The won is trading near a 13-year low as rates in the United States increase rapidly and investors flee to higher yields and safer bets, though the won rallied as much as 0.8 percent since yesterday's low.
Wednesday's rate rise is the first 50-basis-point increase by the central bank ever and is the third consecutive rate increase this year. The rise was forecast by many analysts, as central bankers are working to battle high inflation.
The governor recognized that he faces the challenge of both rising prices and slowing growth.
"Downside risks for the economy grew inside and outside Korea, but inflation persists," Rhee said, citing the Ukraine-Russia war and the steep rise of energy prices.
"Preemptive policy is more important to prevent the fixation of high inflation as short-term inflation expectations are also growing rapidly," the Monetary Policy Board said.
The governor noted that 2.25 percent "is the lower part of the neutral rate," and suggested 2.75 to 3 percent by the year end is "a reasonable expectation at this point."
"I believe raising the rate one or two more times cannot be seen as monetary tightening," he added.
The Wednesday rate increase was the sixth in the current round of monetary tightening, which began in August last year.
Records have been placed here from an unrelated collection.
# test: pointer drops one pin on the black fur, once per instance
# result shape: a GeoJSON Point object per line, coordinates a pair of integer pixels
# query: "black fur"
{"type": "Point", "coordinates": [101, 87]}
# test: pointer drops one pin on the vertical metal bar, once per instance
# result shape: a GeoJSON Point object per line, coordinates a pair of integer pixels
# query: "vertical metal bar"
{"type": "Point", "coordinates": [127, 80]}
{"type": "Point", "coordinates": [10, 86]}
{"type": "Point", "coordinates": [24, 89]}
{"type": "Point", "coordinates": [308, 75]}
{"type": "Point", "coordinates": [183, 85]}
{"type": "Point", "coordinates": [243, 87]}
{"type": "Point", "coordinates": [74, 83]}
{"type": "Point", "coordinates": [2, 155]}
Rate increases followed in November, January, April and May.
The central bank has repeatedly signaled aggressive rate increases, saying that curbing inflation is currently the bank's focus and that rates are still low.
Inflation hit 6 percent in June, the highest since 6.8 percent hit in July 1998. Rhee said full-year inflation may exceed the 4.5-percent projection made in May, adding inflation is forecast to peak out in the third or the fourth quarter.
A hawkish Fed has been pressuring the Bank of Korea.
The Fed voted to raise its rate by 75 basis points in June. It was the biggest increase since 1994. Federal Reserve Chair Jerome Powell in June indicated that another 75-basis-point rate increase could be possible this month.
The next Federal Open Market Committee meeting will be held on July 26 and July 27.
On the same day as the rate increase, the Bank of Korea announced that Rhee and Yellen will meet at the Bank of Korea office in central Seoul during her visit to Korea on July 19.
"A currency swap between Korea and the United States will not likely be a topic during our meeting because it's the role of the Fed, not Department of the Treasury," he noted.
"The talk is expected to be naturally discussed between Finance Minister Choo Kyung-ho and Secretary Yellen," he added
Korea had a currency swap deal with the United States from March 2020 to the last day of 2021. A new arrangement was a possible agenda item when U.S. President Joe Biden visited Korea in May, but the Korean government said it was not the right time as fundamentals were strong.
Rhee and Yellen are scheduled to discuss the global economy, financial markets and cooperation on economic policies, the bank said. Yellen also plans to meet with Bank of Korea female workers and send a message encouraging them under the theme of "Women in Economics."
Yellen is paying a two-day visit to Korea through July 20 as part of her Asia visit after attending the G20 Finance Ministers and Central Bank Governors Meeting in Bali, Indonesia on July 15 and 16.